Duck under the trailing beard of Spanish moss, and you'll catch two lovers lying there, silently, as day shifts into night. It's with that kind of intimacy that Robert Penn Warren leads you into "Bearded Oaks," published first in Poetry magazine in 1937, and anthologized pretty much ever since.

Warren won three Pulitzer Prizes, two for poetry and one for his novel All the King's Men, making him the only author to win for both genres. Warren was also named the first U.S. Poet Laureate in 1986. This guy was big, but not high and mighty. Far from it. He would have you read the poem for itself, and skip the supporting materials. (Don't do it, though. If he were around now, do you think he could resist getting his Shmoop on?) He famously wrote "The world means only itself." And, he'd have you know, the poem was its own kind of world.

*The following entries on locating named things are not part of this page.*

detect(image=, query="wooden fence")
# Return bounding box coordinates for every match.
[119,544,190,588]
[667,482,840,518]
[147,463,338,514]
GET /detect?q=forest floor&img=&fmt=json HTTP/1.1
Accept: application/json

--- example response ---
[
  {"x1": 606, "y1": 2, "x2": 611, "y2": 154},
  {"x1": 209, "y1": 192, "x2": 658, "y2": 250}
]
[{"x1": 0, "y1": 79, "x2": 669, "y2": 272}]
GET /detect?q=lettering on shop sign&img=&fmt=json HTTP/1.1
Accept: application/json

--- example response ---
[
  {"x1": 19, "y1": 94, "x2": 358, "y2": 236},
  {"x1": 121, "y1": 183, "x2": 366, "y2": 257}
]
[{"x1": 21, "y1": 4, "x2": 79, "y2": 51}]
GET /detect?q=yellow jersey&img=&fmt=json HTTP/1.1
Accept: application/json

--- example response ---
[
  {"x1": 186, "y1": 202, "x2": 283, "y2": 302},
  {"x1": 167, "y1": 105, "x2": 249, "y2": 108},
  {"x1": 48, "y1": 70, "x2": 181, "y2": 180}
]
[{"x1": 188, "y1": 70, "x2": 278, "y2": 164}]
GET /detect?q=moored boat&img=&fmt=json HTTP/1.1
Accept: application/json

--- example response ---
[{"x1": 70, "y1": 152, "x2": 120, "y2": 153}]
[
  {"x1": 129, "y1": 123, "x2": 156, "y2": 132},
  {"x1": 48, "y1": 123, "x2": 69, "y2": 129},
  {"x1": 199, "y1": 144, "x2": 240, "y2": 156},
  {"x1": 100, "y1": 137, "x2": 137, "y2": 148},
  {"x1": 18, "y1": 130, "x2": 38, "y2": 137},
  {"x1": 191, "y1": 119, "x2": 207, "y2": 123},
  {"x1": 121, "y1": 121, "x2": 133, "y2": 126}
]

Warren teamed up with a bunch of other Southern writers associated with Vanderbilt University (his alma mater and where he later taught) to form "The Fugitives." These Southern renegades were sick of all the sentimental claptrap and the insistence that everything should be read through a biographical lens. They wanted to break out of the theoretical handcuffs that were slapped on poetry back then. They pushed for a "New Criticism," which looked at just the poem and thinking for yourself. So, why not take a page from the Fugitives' book, take a peek under this oak? Maybe you can lie down there too to see the world as it's meant to be seen: as itself.

 

Why Should I Care?

Although better known for his novels, Robert Penn Warren's poems provide a much more intimate expression for this literary lion. If you've never experienced his poetry, this poem is a great introduction. It's pretty much "brand Warren,, given its subject and the way he approaches it; a natural scene sends this thinking, feeling man into a kind of reverie. Man is dwarfed by nature. What are all these little human trifles next to trees and sun and planetary movement? What can a little guy and his girl do against the dimming light, even if they're really in love? Warren said, "What is a poem but a hazardous attempt at self-understanding?" And here you were thinking poetry was for people who stayed inside, like stamp collectors.

It may seem to you that a poem like this is anything but hazardous. Even if you do venture out to experience it for yourself, where's the danger in lying under a tree and watching the sun go down? But if you let this poem draw you in, you too may be confronted with a vastness of a universe that is, well, pretty unsettling. Starting with a description of the trees and sunlight, this poem makes its way through until it reaches big questions of love, history's undoing, and eternity. If you've ever looked around you and wondered about the "big picture" of life, the universe, and everything, then this poem is for you.